Nedbank intends trimming its newly bloated shareholder base through buying back 7.6m of its shares from hundreds of thousands of newly inherited shareholders.

The exercise, which will require Nedbank to invest over R2bn to buy back 1.5% of its issued shares, follows yesterday’s distribution by Old Mutual of the bulk of its stake in the bank.

In terms of the unbundling, for every 100 Old Mutual shares owned, investors received 3.2 new Nedbank shares.

This means most of these new owners have been left with parcels of Nedbank shares too small to trade cost-effectively through the JSE, where stockbrokers levy minimum fees of over R100 per deal.

Shares in JSE-listed companies traditionally trade in parcels of at least 100. Anything under this round number is called an “odd lot”.

The bank’s offer provides an efficient way for its new small shareholders to sell without incurring disproportionately high cost.

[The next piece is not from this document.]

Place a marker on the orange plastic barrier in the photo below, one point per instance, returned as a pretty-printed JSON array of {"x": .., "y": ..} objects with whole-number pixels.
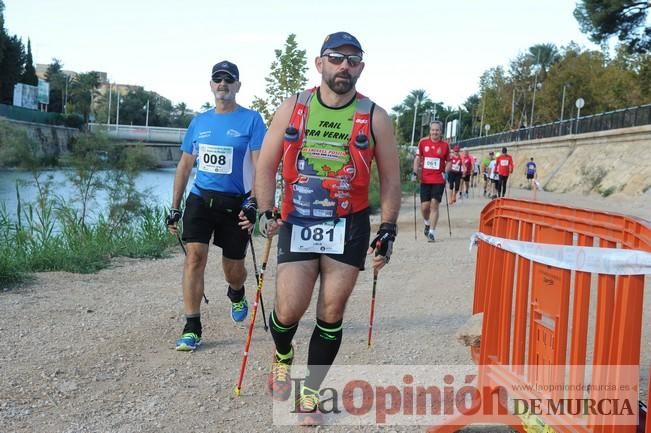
[{"x": 540, "y": 323}]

To sweeten the deal, Nedbank intends paying holders of these odd lots a 5% premium to the JSE’s closing price on 5 December.

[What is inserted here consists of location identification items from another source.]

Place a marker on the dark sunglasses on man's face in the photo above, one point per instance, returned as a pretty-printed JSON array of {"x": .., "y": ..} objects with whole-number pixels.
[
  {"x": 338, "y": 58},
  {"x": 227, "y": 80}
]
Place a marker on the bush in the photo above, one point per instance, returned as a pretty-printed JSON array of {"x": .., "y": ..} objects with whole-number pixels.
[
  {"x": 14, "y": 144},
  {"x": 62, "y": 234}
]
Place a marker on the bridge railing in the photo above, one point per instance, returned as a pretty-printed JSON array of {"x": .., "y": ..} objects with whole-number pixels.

At the current share price, Nedbank’s buyback offer effectively translates into a cash payment of around R900 for every 100 Old Mutual shares owned by its new shareholders.

Nedbank odd-lot

The unbundling exercise created a situation where Nedbank’s shareholder base ballooned overnight from its previous 20,000 to over 500,000.

These small shareholders own just R2bn of the R43bn in Nedbank stock that was unbundled by Old Mutual to its shareholders. The group previously owned 52% of the bank. Its newly independent South African arm, Old Mutual Life Assurance Company, will retain an investment of 19.9% in Nedbank

The bank says servicing such a large shareholder base would introduce complexity and substantially increase administrative costs. Nedbank will put the proposal of the odd lot buyback to the vote at a general meeting of shareholders on 22 November.

If the vote is passed, those owning less than 100 Nedbank shares who do not want to sell will have to inform the bank of this intention. Unless they do so, their odd lot will automatically be purchased at the December 5th JSE closing price, plus 5%. The cash will be distributed in the same way as dividends (excepting without the tax) on December 18.

The odd lot share buyback will reduce Nedbank’s Tier One capital ratio from 12.4% to 12%. The exercise will carry administrative and other costs of R24.7m.